Winfree replied that people in police custody have a reduced expectation of privacy that eliminates Fourth Amendment protections for a person’s DNA. Collecting the DNA sample, she added, is minimally intrusive, involving a buccal swab from the inside of an arrestee’s cheek.

Michael Dreeben, deputy US solicitor general, told the justices that taking a DNA sample was substantially different from searching a home for evidence of a crime. “It is far more like taking a fingerprint,” he said.

Both federal and state laws bar agencies from using stored DNA samples to analyze data for anything other than the identifying information, Mr. Dreeben said. An individual would retain a reasonable expectation that the rest of the DNA sample would remain private, he said.

According to Kagan, verifying a fingerprint match can take a matter of minutes, while Maryland’s DNA tests take on average 11 to 17 days to complete.

Dreeben responded that the expectation is that within two years, police will have DNA analyzers in police booking stations capable of completing an identification within 90 minutes.

Not all justices were skeptical of Maryland’s DNA statute. Justice Samuel Alito observed that police had long been permitted to routinely take fingerprints of suspects upon arrest, and it wasn’t clear why the same couldn’t be done with DNA swabs.

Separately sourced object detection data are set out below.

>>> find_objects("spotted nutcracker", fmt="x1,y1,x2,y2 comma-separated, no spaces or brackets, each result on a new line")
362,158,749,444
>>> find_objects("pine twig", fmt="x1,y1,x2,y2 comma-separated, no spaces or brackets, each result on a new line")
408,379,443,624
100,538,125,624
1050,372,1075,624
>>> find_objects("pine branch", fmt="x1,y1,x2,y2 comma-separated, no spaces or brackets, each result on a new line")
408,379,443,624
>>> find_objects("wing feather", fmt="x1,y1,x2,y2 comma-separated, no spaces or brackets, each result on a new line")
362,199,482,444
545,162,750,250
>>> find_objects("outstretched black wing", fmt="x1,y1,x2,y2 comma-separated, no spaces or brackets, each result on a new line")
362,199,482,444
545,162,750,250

“I think this is perhaps the most important criminal procedure case that this court has heard in decades,” he said.

“The attorney for the state began by listing a number of crimes just in Maryland that had been solved using this,” he said. “So this is what is at stake: lots of murders, lots of rapes that can be solved using this new technology that involves a very minimal intrusion on personal privacy.”

Kannon Shanmugam, the lawyer challenging the Maryland statute, countered that DNA testing involves a far greater intrusion into privacy than fingerprinting.

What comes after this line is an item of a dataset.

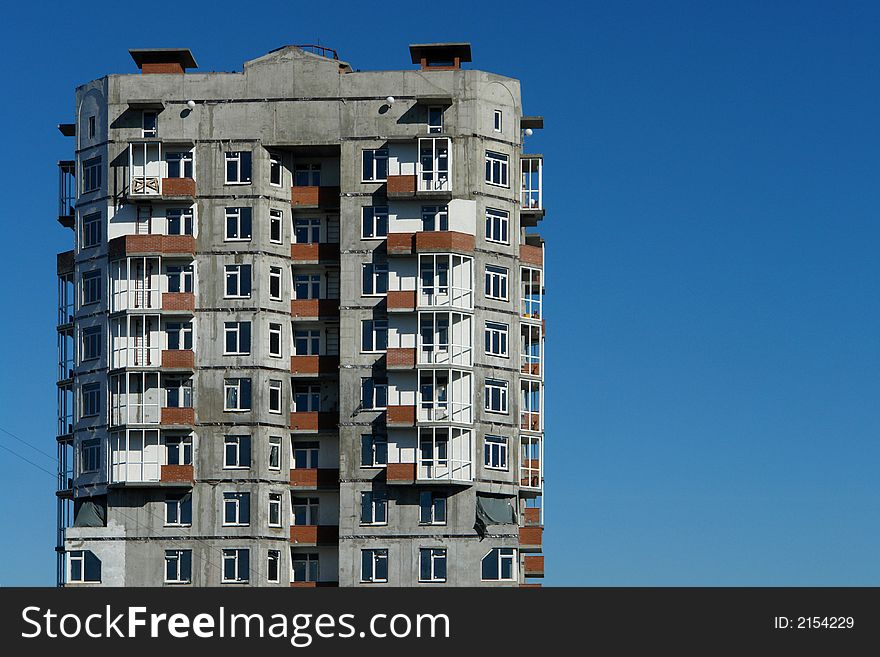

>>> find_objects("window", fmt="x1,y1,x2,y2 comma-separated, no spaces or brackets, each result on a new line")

DNA contains significantly more information and significantly more personal information than a set of fingerprints, he said. In addition, no one has an expectation of privacy in his or her fingerprints, which are left on surfaces wherever the person goes. So unlike taking a buccal swab, collecting fingerprints at the police station is not considered a search for purposes of the Fourth Amendment, he said.

Forty-nine other states, the District of Columbia, Puerto Rico, and the federal government filed briefs in support of Maryland’s DNA collection statute.

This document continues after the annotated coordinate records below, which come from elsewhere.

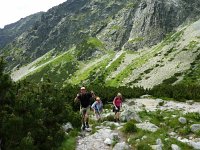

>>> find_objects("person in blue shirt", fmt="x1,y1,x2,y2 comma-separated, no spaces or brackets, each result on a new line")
91,96,103,121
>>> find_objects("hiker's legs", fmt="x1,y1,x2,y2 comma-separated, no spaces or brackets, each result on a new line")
114,107,120,121
84,107,90,128
81,108,86,130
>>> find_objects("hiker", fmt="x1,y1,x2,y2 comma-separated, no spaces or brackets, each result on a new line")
91,96,103,121
113,93,122,122
75,87,95,130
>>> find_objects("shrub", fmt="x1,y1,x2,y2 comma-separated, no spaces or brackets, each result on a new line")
122,120,137,133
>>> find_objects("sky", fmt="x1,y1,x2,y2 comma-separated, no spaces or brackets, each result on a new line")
0,0,66,28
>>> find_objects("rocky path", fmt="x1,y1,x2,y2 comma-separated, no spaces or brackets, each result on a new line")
76,122,130,150
76,97,200,150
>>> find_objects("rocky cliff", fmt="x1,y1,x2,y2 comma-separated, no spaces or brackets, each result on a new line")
0,0,200,68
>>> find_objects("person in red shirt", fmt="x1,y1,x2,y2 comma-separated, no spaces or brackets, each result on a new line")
75,87,95,130
113,93,122,121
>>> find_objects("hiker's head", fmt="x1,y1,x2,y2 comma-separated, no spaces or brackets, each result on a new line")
117,93,122,97
81,86,86,93
96,96,101,102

The debate over DNA collection stems from the case of Alonzo Jay King, who was arrested in Wicomico County, Md., in April 2009 after he was accused of pointing a shotgun at a group of people. Police charged him with first- and second-degree assault.

Under the Maryland DNA law, as a recent arrestee for a serious crime, Mr. King was required to submit to a buccal swab from his cheek to collect a DNA sample.

The sample was sent to the national DNA database, where it matched DNA collected at the scene of a 2003 rape in Wicomico County, Md.

King was charged with rape and robbery in the 2003 unsolved crime. He was later convicted of first-degree rape and sentenced to life in prison.

King’s lawyer challenged the collection of the DNA evidence, arguing that police should have first obtained a warrant. The trial judge rejected the argument, but the Maryland Court of Appeals reversed. It ruled the police must first obtain a warrant before collecting DNA from an arrestee.

If King wins at the Supreme Court, it won’t necessarily mean an end to DNA testing of those within the criminal justice system. King’s lawyer concedes that the state has the power to collect DNA without a warrant from convicted criminals since a convicted criminal has a diminished expectation of privacy, below that of an arrestee.

A decision in the case is expected by June.